IP News
Trade Secrets and Unclean Hands
The plaintiff in Scherer Design Group, LLC v. Ahead Engineering LLC, et al., sued a number of former employees who allegedly stole its trade secrets, and successfully obtained a preliminary injunction. The former employees claimed that the firm only discovered the alleged treachery by accessing one of the former employee’s social media and bank accounts (via the employee’s company laptop). The defendants maintained that under these circumstances the doctrine of “unclean hands” should prevent the firm from benefiting from such an unconscionable act. According to the Third Circuit, even if the firm’s monitoring of defendant’s Facebook account “constituted the kind of act that would be viewed as unconscionable, the District Court did not err in concluding the conduct was not related to the claim upon which equitable relief was sought,” which is a necessary element for the doctrine of unclean hands to apply. The appellate court agreed with district court on three grounds in finding that unclean hands is not a defense: (1) Accessing the accounts isn’t what caused the ex-employee to breach his duty of loyalty, (2) the firm had a right to the former employees’ loyalty and could prove their breach of that duty without relying on the surreptitiously obtained Facebook messages, and (3) the firm’s alleged privacy violation and the former employees alleged breach of duty of loyalty are causes of action governed by distinct bodies of law that provide their own separate remedies of misconduct. Dissent: This may be the right outcome, but the firm’s conduct was sufficiently offensive that the district court should take another look.
Huawei Indicted for Theft of Trade Secrets
On January 28, 2019, the government indicted two affiliates of the Chinese company Huawei Technologies (one of the world’s largest communications equipment manufacturers), for theft of trade secrets under the Economic Espionage Act. The indictment filed in the Seattle alleges that the two affiliates began an effort in 2012 to steal trade secrets from a competing telecommunications company. In addition, the government also brought a separate indictment in NYC against Huawei, two of its affiliates, and its Chief Financial Officer, Meng Wanzhou, alleging that Huawei and Meng misrepresented their relationship with their Iranian affiliate, Skycom Tech. Additional allegations include bank fraud, wire fraud, violations of U.S. sanctions on Iran, and conspiracy to obstruct justice related to the investigation. These charges are the latest in the Justice Department’s targeted prosecution of Chinese trade secret and economic espionage cases, or the China Initiative, which the DOJ announced in November 2018. Other recent criminal cases against Chinese companies or individuals working on their behalf include (i) charges against a former Phillips 66 employee and Chinese national who attempted to steal battery technology trade secrets on behalf of a Chinese company, (ii) charges against a Chinese company for attempting to steal technology trade secretsfrom Micron Technology related to the research of development of dynamic random-access memory (DRAM), and (iii) charges against former employees of biotech firm Genentech who attempted to steal trade secrets about the development of cancer drugs to assist a Taiwan-based company.

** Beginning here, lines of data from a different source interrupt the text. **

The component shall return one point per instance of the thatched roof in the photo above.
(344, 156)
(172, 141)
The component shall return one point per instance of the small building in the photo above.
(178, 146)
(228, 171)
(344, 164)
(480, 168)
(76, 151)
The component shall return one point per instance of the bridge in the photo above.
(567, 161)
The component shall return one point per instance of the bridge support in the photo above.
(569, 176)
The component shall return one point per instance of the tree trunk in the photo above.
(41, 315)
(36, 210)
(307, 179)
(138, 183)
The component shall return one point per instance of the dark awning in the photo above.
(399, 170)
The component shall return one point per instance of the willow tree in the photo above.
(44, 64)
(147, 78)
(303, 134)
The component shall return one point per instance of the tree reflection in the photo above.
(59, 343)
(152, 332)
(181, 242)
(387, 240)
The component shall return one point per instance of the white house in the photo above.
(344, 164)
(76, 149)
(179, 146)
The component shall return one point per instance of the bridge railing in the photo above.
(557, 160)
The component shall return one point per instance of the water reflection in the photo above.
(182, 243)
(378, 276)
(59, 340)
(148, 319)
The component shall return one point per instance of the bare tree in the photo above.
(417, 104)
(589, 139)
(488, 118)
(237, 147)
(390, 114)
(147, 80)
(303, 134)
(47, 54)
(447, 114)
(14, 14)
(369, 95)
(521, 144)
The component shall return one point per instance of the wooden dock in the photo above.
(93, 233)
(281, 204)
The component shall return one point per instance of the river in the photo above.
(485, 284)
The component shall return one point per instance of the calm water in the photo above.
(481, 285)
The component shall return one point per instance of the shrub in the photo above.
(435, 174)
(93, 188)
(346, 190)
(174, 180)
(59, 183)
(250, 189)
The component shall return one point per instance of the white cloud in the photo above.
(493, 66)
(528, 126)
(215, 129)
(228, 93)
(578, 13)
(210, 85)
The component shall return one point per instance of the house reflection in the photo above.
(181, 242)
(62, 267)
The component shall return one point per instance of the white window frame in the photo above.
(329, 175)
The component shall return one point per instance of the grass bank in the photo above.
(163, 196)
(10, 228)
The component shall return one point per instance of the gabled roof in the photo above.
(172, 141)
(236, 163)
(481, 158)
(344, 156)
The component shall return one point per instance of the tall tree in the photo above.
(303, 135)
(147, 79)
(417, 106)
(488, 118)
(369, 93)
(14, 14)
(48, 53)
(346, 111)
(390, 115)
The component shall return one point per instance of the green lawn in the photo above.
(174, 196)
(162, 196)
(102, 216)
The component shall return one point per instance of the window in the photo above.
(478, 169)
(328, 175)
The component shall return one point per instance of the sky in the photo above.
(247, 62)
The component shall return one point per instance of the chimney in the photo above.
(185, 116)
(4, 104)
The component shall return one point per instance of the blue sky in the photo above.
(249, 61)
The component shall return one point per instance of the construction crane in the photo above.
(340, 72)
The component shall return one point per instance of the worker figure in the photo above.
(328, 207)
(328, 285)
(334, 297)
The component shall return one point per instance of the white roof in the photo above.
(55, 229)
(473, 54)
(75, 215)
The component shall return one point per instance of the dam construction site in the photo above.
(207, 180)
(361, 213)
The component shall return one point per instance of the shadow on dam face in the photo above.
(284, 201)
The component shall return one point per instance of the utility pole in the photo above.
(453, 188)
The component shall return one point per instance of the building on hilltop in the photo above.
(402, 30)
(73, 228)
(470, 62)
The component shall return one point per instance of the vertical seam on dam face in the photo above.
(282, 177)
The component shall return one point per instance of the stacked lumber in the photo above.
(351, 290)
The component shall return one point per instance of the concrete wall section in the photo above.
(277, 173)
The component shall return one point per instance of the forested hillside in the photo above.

Chinese Engineer Sentenced to 27 months for Theft of Trade Secrets
A Chinese engineer who, as an employee, stole confidential and proprietary trade secrets related to medical devices from from Edwards Lifesciences Corp. and a Medtronic was sentenced on January 28, 2019, to 27 months in prison by a California federal. Wenfeng Lu, 46, pled guilty in May to six counts of unauthorized possession and attempted possession of trade secrets for a scheme that ran from January 2009 until 2012, when he was arrested. Despite signing numerous contracts acknowledging that he was working with proprietary technology at both companies, Lu copied numerous documents that contained trade secrets from both companies, took them home, put them on his laptop, and then made several trips to the People’s Republic of China, often right after having stolen the intellectual property. According to prosecutors, he’d gotten financing to start his own business in China, where he would make devices used to treat vascular problems with the technology he’d stolen in the United States.